Ölpreis auf TalfahrtIran-Deal hält Wall Street bei Laune
Fallende Ölpreise und erfolgreiche Schiffspassagen durch die Meerenge von Hormus mildern die Zinsängste der US-Anleger. Am Vortag hatte eine Rede des neuen Fed-Chefs die Wall Street auf die Verlustschiene geschoben. SpaceX gibt den zweiten Tag in Folge nach.
Die Aussicht auf eine Entspannung im Nahen Osten und Kursgewinne bei Technologieaktien haben die US-Aktienmärkte größtenteils gestützt. Der technologielastige Nasdaq rückte um 1,9 Prozent auf 26.518 Zähler vor und der breit gefasste S&P 500 legte 1,1 Prozent auf 7.501 Stellen zu. Der US-Standardwerteindex Dow Jones blieb dagegen fast unverändert bei 51.565 Punkten.
Zu Handelsbeginn fielen die Ölpreise auf den niedrigsten Stand seit Anfang März, nachdem die USA und der Iran ein vorläufiges Abkommen unterzeichnet hatten. Dieses verlängert den im April vereinbarten Waffenstillstand um weitere 60 Tage, um den Parteien Zeit für Verhandlungen über eine endgültige Einigung zu geben. Obwohl Trump mit neuen Angriffen drohte, sollte der Iran seine Verpflichtungen nicht einhalten, passierten die ersten Schiffe wieder die Straße von Hormus. Dort war der Transport von Öl, Gas, Düngemitteln und anderen Gütern seit Kriegsbeginn gestört.
Am Vortag hatten alle drei wichtigen Indizes der Wall Street mit Verlusten geschlossen. Investoren preisten die Wahrscheinlichkeit von Zinserhöhungen ein, nachdem der neue Fed-Chef Kevin Warsh die Notwendigkeit zur Inflationsbekämpfung betont und andere Notenbanker höhere Kreditkosten in Aussicht gestellt hatten. „Die Märkte reagierten gestern verunsichert auf Warshs Ankündigung, die Inflation einzudämmen“, sagte Tony Welch, Investmentchef bei SignatureFD. Er verwies jedoch auf die sinkenden Ölpreise sowie die jüngsten positiven Unternehmensergebnisse und Konjunkturdaten.
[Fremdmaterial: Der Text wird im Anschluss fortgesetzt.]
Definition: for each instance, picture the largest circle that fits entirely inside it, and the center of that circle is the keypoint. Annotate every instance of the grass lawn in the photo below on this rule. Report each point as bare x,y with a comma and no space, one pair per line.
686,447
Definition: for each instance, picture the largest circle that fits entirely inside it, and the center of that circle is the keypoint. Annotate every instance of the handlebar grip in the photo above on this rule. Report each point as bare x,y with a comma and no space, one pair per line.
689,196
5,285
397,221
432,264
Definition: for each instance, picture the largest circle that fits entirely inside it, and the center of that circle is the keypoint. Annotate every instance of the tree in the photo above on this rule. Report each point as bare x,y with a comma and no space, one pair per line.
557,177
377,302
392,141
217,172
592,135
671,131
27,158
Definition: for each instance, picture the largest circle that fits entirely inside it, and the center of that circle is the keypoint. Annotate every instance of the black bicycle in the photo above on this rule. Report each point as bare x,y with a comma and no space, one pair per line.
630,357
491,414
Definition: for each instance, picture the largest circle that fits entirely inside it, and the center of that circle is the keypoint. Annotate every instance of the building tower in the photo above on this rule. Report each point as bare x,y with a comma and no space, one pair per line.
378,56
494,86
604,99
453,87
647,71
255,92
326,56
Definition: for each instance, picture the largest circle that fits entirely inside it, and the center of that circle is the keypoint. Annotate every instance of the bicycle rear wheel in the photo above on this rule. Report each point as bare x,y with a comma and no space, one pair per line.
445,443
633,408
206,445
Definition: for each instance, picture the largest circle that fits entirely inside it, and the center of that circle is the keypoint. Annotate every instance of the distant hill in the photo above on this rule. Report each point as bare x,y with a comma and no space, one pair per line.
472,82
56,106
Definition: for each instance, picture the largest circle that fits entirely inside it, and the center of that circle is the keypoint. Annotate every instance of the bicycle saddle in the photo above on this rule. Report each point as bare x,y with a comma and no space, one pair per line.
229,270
Analysten rechnen mit Zinserhöhung
Händler setzten dem FedWatch-Tool der CME Group zufolge auf eine Wahrscheinlichkeit von rund 50 Prozent für eine Zinserhöhung um 25 Basispunkte im September und auf eine Wahrscheinlichkeit von rund 20 Prozent für einen Zinsschritt um 50 Basispunkte. Auf der Datenseite zeigten Zahlen des Arbeitsministeriums, dass die Zahl der Erstanträge auf Arbeitslosenhilfe in der vergangenen Woche fiel, da die Zahl der Entlassungen niedrig blieb.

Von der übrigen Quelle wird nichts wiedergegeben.